= Rettakudi =

Village in Tamil Nadu, India

Rettakudi is a village in Nannilam taluk, Thiruvarur district, Tamil Nadu, India. It is located approximately 8 km from Poonthottam in the Cauvery Delta.

==Etymology==
Rettakudi derives its name from the legend of Lord Siva and Arjuna in the Mahabaratha: in a fit of anger, Arjuna struck the head of Siva and split it in two (retta meaning "two" in the Tamil language). The village is named in recognition of this legend. Today, one can see the head of the Sivalinga in broken form.
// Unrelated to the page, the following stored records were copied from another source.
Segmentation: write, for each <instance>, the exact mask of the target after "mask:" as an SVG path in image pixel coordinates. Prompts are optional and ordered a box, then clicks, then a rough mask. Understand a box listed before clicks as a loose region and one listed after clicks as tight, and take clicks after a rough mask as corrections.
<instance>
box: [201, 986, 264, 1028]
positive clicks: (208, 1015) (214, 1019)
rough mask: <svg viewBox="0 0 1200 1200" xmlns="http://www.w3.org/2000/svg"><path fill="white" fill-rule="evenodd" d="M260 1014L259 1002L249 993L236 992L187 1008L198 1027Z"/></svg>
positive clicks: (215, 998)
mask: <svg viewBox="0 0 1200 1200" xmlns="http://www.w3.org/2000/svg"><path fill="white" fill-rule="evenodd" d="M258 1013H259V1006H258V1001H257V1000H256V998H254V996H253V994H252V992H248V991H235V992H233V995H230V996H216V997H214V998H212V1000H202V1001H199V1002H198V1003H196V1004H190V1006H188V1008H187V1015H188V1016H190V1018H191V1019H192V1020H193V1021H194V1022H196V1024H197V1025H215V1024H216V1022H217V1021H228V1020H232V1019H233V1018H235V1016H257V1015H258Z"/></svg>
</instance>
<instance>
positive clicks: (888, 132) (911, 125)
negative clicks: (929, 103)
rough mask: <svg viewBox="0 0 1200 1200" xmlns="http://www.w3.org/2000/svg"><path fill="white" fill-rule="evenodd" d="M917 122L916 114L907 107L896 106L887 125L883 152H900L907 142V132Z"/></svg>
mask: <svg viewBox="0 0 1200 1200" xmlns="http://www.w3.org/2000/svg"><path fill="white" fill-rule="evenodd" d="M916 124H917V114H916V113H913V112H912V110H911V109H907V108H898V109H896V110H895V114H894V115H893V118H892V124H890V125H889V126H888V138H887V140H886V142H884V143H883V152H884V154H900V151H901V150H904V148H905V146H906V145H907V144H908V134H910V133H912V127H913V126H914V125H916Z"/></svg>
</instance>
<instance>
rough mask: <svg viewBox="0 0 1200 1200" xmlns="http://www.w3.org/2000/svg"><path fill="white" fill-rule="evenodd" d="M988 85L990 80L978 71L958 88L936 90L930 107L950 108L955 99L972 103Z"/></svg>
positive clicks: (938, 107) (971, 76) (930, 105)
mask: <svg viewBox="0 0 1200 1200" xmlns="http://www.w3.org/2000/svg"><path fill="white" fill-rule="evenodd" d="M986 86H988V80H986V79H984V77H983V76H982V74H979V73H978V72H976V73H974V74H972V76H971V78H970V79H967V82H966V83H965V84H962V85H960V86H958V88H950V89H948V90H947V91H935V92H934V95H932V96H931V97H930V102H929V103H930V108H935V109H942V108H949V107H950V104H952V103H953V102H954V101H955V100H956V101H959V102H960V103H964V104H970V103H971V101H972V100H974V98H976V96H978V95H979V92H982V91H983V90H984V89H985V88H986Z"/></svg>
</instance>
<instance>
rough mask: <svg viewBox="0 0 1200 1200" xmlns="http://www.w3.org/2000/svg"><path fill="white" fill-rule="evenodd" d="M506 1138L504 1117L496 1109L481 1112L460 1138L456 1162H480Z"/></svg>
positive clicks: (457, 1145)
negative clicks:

==Location and transportation==
Rettakudi is located about 25 km from both Mayiladuthurai and Thiruvarur, and about 10 km from Tirunallar. The nearest railway station is in Poonthottam, about 8 km distant, while bus transport is available from the nearby village of Ambal, 2 km distant.

==Climate==
The period from November to February in Rettakudi is marked by warm days and cool nights. The onset of summer is from March, with temperatures peaking by the end of May and June. Summer rains are sparse and the first monsoon, the South-West monsoon, sets in June and continues till September. North-East monsoon sets in October and continues till January. The rainfall during South-West monsoon period is much lower than that of North-East monsoon. The North-East monsoon is beneficial to the district at large because of the heavy rainfall and the Western ghats feeding the river Cauvery.

==Economy==
The major occupation of the people in Rettakudi is agriculture.

==Religion==
Rettakudi features a temple dedicated to Sastha, the deity worshipped by most of the village inhabitants. There are also temples dedicated to Ganesh, Shiva, Vishnu and Pidari Amman, the gramadevata (village deity) of Rettakudi.
A wonderful srei veeranar temple is in the village. This temple is a private kuladevadha temple for particular peoples.

Annual festivals are conducted for two days during the month of May. During this festival many who have left Rettakudi for the cities return to celebrate together with their families.